Friday afternoon: There are three of us in this relationship
It seems, for once, Chris Wilder hasn’t got himself a result when playing away. Richie Barker is set to become Pompey’s manager, Chris Wilder is set to be rejected, or perhaps he turned them down. Frankly we’ll probably never really know.
This was presented as a ‘Pompey for Wilder/Wilder for Pompey’ story. The role of the Oxford, beyond doing the admin of allowing permission, was largely ignored. I think they were more important than they’ve been portrayed.
When Chris Wilder appeared on the touchline against Gateshead it became pretty obvious a move is unlikely.

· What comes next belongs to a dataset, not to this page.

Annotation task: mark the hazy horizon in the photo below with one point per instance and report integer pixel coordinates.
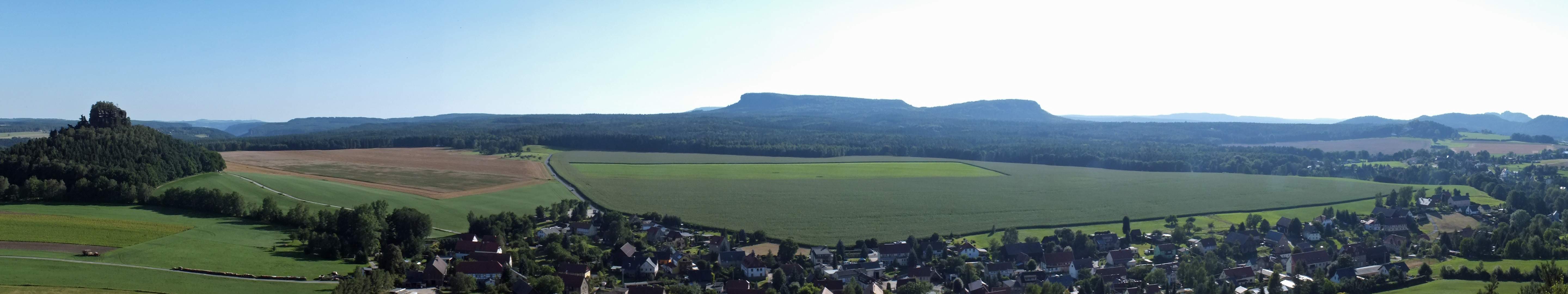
(284, 60)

In order for Portsmouth to put an offer to Wilder, they would need to do a deal with Oxford first, who hold his contract. The club wouldn’t have stood in Wilder’s way; he only has a few months on his deal and why try to hold on to a manager who clearly doesn’t want to be there?
However, if Pompey really wanted to offer a deal to Wilder, who they talked to on Wednesday, why would they wait? They would have had to gone to Ian Lenagan to arrange compensation – which would have been somewhere between minimal to none, given Wilder’s contract. It would still have had to be done. The club, then, couldn’t risk taking on Gateshead with a manager they knew was leaving. He’d have been put on gardening leave and presumably Mickey Lewis would have taken on the team.
The club are in a strong position to control the speed of the deal; so the longer it goes on, the less likely it is that Wilder is going to leave.